One of the most common ambiguities I (Amanda) see in reviewing research papers in the use of the word ‘including’ and its variants (e.g. ‘include’ and ‘included’).
According to the Cambridge Dictionary, the word ‘including’ is used for saying that a person or thing is part of a particular group or amount.
Notice the words ‘part of’?
That means that when you use the word ‘including’, there’s a possibility that you may be talking about just a part of something bigger. For example, consider the following sentence.
The picnic included crackers, olives and feta cheese.
If I were to read that sentence in a research paper, I’d immediately start wondering whether the picnic consisted only of crackers, olives and feta cheese, or whether crackers, olives and feta cheese were just part of all the foods in the picnic, and the other foods just hadn’t been mentioned.
Do you see how the word ‘included’ makes things ambiguous?

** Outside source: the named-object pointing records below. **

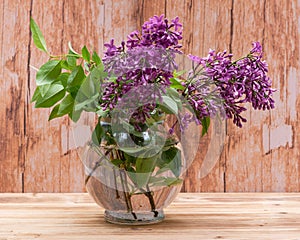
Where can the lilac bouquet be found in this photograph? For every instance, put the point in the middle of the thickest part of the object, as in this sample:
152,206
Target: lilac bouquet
133,88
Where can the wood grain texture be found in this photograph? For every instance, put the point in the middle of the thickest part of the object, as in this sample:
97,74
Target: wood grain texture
190,216
38,156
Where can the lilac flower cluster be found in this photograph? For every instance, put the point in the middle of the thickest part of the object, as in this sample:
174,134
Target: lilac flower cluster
148,59
217,85
241,81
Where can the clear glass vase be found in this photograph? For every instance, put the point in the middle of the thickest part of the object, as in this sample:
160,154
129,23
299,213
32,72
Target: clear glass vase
133,177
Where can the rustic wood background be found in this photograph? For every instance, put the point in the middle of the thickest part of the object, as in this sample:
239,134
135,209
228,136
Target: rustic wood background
38,156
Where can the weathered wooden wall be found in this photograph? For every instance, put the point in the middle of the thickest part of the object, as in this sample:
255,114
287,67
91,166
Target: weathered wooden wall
38,156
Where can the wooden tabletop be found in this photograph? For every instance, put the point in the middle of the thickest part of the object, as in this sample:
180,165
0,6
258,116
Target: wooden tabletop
191,216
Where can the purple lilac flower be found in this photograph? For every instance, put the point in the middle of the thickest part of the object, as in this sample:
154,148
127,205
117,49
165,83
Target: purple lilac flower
149,59
244,80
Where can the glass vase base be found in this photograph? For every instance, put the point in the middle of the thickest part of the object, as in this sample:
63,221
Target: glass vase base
139,218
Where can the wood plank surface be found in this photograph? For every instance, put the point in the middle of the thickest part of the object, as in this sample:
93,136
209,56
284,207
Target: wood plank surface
263,156
190,216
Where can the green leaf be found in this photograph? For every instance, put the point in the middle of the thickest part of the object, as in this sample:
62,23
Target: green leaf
76,77
168,105
48,73
63,78
117,162
66,105
64,65
55,93
85,54
96,58
37,36
36,95
205,122
101,113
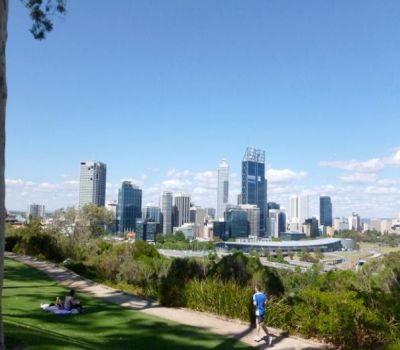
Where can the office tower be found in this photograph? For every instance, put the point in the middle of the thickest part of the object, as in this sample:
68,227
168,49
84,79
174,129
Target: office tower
325,211
223,188
253,217
298,210
35,211
151,213
254,183
197,217
236,223
210,212
92,183
166,212
219,229
182,203
376,225
340,224
129,206
276,222
355,222
310,227
112,208
273,205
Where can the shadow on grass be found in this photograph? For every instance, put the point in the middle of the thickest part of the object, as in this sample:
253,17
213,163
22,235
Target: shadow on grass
101,326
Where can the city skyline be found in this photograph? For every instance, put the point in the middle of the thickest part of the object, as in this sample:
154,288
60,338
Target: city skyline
233,77
181,181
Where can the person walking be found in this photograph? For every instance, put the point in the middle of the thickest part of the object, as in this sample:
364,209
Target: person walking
260,301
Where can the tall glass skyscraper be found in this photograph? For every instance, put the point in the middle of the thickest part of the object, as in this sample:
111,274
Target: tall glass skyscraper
237,223
223,188
92,183
182,203
129,206
325,211
254,188
166,212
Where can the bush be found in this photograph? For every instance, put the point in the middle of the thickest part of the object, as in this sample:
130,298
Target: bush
339,317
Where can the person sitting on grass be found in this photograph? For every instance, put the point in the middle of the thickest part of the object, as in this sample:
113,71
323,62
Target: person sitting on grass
71,303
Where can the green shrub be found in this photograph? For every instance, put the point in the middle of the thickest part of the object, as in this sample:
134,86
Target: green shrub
339,317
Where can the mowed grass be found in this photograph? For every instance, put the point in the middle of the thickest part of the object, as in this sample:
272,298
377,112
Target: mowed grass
102,326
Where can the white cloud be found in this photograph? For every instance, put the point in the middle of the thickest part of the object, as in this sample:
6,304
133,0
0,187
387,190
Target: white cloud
360,178
284,175
370,165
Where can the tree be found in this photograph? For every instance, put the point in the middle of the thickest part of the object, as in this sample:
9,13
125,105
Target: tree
41,13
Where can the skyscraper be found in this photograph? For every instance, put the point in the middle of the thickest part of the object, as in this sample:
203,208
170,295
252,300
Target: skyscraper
223,188
325,211
129,206
253,217
152,213
92,183
298,211
236,223
182,203
36,211
254,183
166,212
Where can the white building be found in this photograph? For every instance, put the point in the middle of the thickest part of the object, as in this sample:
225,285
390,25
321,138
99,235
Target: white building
151,213
386,226
340,224
274,223
355,222
223,188
188,230
36,211
298,211
253,217
182,203
92,183
166,211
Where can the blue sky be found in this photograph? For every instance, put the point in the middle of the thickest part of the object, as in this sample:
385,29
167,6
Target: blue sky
162,90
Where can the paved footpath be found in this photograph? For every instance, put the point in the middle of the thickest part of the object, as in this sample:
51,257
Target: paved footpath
226,327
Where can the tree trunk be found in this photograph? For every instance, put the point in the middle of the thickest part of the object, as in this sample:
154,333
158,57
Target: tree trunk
3,101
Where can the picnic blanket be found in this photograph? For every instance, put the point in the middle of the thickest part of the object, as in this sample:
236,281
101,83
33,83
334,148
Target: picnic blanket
58,311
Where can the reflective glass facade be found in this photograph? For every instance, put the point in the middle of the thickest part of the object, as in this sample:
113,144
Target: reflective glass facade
254,187
129,207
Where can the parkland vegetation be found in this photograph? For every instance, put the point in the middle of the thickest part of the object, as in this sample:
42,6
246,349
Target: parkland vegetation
347,309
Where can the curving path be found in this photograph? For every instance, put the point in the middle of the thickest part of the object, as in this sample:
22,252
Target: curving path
229,328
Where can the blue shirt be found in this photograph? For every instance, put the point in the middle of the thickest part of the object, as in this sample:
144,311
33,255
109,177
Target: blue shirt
260,299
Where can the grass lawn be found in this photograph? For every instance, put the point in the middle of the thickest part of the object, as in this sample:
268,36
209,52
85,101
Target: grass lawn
102,326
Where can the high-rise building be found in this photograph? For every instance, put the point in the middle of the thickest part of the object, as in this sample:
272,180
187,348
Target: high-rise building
254,187
325,211
92,183
182,203
36,211
129,206
298,211
197,217
151,213
355,222
276,222
210,212
310,227
236,223
340,224
223,188
166,212
253,217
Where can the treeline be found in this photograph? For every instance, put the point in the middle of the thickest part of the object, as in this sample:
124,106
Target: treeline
371,236
350,310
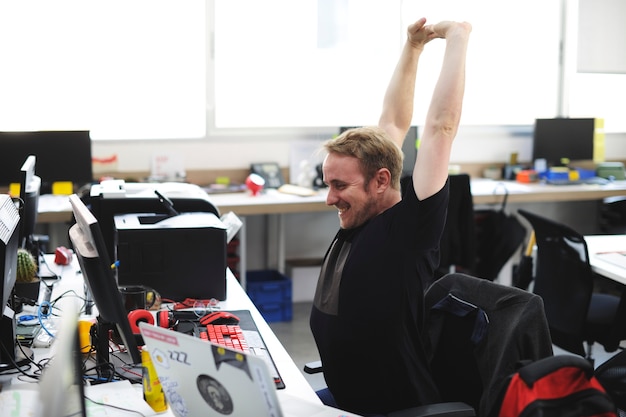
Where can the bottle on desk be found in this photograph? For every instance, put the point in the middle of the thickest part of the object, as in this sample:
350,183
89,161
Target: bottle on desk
152,390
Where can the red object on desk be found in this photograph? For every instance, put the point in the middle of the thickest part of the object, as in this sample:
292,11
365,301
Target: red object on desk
62,256
255,183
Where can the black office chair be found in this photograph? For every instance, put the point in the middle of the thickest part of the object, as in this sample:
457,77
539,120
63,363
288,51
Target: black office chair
563,278
613,215
478,333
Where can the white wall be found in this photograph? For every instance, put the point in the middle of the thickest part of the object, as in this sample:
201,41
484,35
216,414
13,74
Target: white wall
473,145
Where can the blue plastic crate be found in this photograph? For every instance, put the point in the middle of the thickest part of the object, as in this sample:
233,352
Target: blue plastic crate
271,293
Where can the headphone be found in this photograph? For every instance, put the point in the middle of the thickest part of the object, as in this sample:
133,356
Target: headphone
163,318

In research papers, that kind of ambiguity is not acceptable. It would be better to either …
… explicitly state that these three foods were just a selection of all the foods in the picnic, like the examples below …
The picnic consisted of 8 foods, including crackers, olives and feta cheese.
The picnic included crackers, olives and feta cheese, among other foods.
… or list all of the foods in the picnic, like the following example.
The picnic consisted of crackers, olives, feta cheese, sun dried tomatoes, cream cheese, bread, green salad and fruit salad.
With either of the above three examples, it’s clear that crackers, olives and feta cheese were just three of the larger number of foods in the picnic.